What are you giving up for Lent?

The start of the year provides a great opportunity to explore our aspirations for the year ahead. “What is it that I want to create for personal well-being, relationships and my work?”

This image, which was shared as part of our spiritual retreat made me laugh out loud as it was so relevant to me. How many of my thoughts and regrets about the past and particularly concerns about the future impact my personal well-being which in turn shapes how I show up. Being ‘present’ has emerged as a focus for this year.

When we are truly present, we are not distracted or troubled by what happened in the past or all the things we need to do in the future, but we are ‘in the moment’, open to what we are seeing, hearing, feeling, sensing. When we are present, we can be more open and aware of God’s presence in and with us. This is when God does His best work, challenging our mental models of how we see ourselves, and others, showering us with unconditional love and equipping us to do the same with others, and in my case ‘calming the storm’. I have discovered that the wild storms created in my own mind can be stilled when I am present and open to God’s love and peace which ‘surpasses all understanding’.

During this time of Lent, we can focus on giving up our habitual ways of responding to situations, the regrets we have about the past and the anxieties we have about the future. Let’s give up a 24/7 focus on work. Let’s give up the addiction of believing that we must sort out the past, present, and future on our own. Make it a daily practice during Lent to be still, and just ‘be’ with God. Allow God to change our ‘over-active’ way of thinking and doing and provide space and time for God to renew our minds, equipping us to be present to and aware of God’s presence in all situations.
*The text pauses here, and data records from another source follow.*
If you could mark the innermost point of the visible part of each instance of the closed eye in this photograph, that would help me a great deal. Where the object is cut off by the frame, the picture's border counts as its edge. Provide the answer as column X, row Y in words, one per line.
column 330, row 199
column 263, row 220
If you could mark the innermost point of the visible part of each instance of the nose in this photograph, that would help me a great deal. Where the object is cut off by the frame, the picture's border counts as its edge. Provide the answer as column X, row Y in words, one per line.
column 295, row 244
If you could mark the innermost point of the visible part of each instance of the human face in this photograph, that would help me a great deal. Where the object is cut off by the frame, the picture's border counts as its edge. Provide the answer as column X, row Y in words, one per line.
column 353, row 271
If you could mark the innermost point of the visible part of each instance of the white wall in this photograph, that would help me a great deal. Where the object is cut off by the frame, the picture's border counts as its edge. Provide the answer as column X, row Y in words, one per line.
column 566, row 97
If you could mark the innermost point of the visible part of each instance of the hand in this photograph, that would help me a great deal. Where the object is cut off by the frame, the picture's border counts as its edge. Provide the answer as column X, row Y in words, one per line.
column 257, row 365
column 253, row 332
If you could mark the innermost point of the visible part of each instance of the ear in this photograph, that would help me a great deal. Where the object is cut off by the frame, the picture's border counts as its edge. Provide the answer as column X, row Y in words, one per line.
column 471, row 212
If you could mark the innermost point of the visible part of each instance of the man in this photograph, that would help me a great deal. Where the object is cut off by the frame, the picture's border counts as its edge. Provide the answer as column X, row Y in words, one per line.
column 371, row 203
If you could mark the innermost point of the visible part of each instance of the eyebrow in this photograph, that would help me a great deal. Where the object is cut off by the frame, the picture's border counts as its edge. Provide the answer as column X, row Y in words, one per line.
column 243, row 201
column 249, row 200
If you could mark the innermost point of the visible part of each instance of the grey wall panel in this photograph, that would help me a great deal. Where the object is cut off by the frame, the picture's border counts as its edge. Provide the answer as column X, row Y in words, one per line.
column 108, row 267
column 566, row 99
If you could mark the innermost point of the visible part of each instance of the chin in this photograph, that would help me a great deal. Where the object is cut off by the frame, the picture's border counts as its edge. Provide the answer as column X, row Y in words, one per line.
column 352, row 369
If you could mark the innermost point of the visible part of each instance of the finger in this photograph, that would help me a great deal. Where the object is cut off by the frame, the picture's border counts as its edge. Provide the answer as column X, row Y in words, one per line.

Romans 12:1-2 (MSG) So here’s what I want you to do, God helping you: Take your everyday, ordinary life—your sleeping, eating, going-to-work, and walking-around life—and place it before God as an offering. Embracing what God does for you is the best thing you can do for him. Don’t become so well-adjusted to your culture that you fit into it without even thinking. Instead, fix your attention on God. You’ll be changed from the inside out. … God brings the best out of you, develops well-formed maturity in you.